How much Quran belongs in the classroom?
Under an Islamist government, many expect far more religion in the Egyptian curriculum. But the reality of governing has tempered that push.
Nasr City, Egypt
In the cool morning shadows that stretch across Al Redwan Islamic School's courtyard, dozens of youngsters chant, "The prophet is the only messenger."
"We try to teach honesty and justice … and this good behavior will lead to a better country," explains the principal, Mostafa Mohamed Selim, advocating the merging of religion and education.
Awards from the British Council testify to the K-12 school's reputation, which draws not only Islamist families but also parents simply seeking a high-quality education. Only 80 of 600 applicants are accepted each year, and classes have a maximum of 40 students.
But the idea of infusing more Islam into schools is not universally popular.
Already, Quranic verses are peppered into even physics and chemistry lessons, and compulsory classes on Islam offer views that contradict those offered in courses promoting tolerance and religious freedom. Secular activists, liberals, and the 10 percent Christian minority have raised concerns that Islamists could use their new dominance to reshape education in their own image.
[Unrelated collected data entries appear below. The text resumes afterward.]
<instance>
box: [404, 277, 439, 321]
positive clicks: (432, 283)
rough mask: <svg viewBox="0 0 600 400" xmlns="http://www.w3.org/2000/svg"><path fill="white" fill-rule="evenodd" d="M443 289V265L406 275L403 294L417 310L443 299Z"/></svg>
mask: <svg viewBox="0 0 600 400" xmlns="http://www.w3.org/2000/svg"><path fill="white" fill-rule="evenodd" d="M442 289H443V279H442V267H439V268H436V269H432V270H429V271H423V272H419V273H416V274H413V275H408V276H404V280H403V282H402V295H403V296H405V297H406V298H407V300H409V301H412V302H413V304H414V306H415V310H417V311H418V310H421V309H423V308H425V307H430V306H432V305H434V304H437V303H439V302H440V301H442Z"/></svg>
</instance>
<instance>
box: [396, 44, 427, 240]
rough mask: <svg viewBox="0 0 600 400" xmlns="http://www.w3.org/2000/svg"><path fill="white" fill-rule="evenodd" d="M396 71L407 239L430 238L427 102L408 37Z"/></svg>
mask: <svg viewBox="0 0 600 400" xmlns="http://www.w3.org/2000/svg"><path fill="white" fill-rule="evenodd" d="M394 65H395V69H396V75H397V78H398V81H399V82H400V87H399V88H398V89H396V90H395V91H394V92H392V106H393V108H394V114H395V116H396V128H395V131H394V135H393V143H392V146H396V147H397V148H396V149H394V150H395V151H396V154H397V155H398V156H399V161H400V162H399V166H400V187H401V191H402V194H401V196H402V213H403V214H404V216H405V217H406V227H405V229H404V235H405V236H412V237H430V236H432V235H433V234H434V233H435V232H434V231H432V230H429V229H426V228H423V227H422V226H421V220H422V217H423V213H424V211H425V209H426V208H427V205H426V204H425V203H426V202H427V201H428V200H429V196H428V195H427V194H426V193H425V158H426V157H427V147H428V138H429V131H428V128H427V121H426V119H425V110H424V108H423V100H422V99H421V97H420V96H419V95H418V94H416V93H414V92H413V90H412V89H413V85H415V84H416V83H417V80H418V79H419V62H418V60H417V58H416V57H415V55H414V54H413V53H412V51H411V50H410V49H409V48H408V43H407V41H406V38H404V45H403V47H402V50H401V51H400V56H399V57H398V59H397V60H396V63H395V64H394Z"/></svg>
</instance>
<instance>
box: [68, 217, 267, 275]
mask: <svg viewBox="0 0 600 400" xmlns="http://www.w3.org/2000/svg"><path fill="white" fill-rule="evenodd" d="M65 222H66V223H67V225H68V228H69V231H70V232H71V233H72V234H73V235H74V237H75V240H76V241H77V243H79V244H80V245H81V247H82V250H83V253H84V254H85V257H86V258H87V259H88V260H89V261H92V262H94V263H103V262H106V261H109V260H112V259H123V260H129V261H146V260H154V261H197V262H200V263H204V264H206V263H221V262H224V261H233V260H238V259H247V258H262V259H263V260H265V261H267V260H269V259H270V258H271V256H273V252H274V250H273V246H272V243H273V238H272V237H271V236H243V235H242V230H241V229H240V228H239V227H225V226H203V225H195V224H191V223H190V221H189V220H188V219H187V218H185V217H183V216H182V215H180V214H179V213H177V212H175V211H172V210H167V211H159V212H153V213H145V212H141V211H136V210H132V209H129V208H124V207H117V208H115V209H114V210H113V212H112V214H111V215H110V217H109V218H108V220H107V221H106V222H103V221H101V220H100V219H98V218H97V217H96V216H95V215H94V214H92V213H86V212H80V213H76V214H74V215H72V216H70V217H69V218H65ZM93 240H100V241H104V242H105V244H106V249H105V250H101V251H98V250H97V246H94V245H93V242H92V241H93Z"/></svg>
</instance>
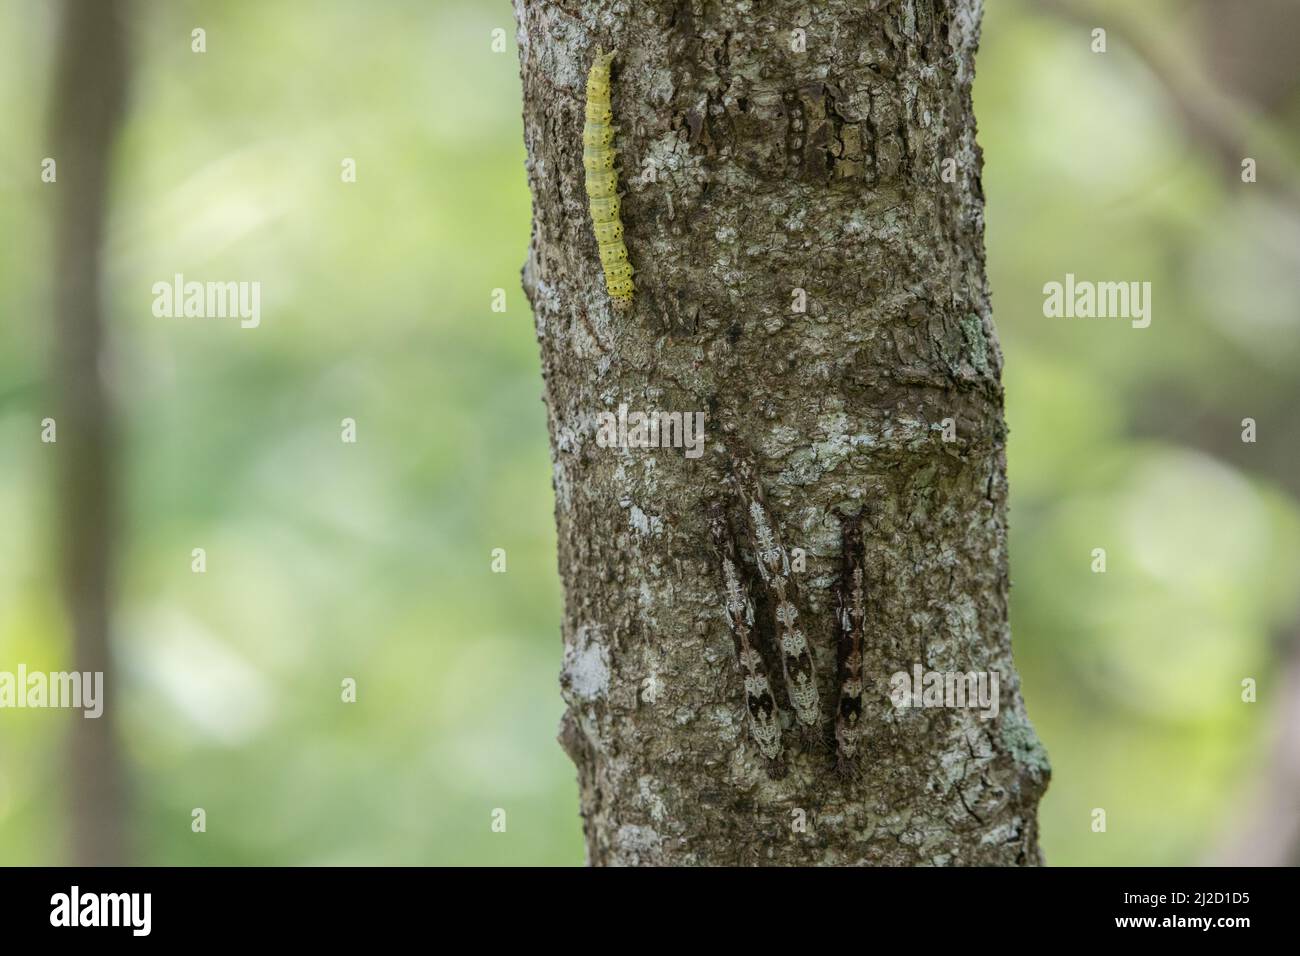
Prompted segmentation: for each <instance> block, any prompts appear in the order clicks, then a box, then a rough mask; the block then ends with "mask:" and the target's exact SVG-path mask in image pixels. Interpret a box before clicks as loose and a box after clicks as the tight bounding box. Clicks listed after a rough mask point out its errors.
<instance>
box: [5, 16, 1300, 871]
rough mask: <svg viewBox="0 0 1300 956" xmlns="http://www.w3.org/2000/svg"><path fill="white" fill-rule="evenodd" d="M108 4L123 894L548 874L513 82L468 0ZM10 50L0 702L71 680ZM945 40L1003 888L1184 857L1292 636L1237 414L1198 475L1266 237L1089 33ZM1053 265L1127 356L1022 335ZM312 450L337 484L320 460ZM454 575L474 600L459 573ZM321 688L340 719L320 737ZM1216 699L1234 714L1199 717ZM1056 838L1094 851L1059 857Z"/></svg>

Seif-Eddeen Fateen, a Cairo University professor who has advised the Muslim Brotherhood's Freedom and Justice Party (FJP) on education reform, acknowledges that they have publicly espoused such goals in the past.
Now that they are in power, however, the central battle they are waging is less ideological and more existential. "They are thinking as statesmen instead of people of a [divine] calling," he says. "Now you're talking about concrete plans for advancing education and improving quality.... Religion is on the back burner."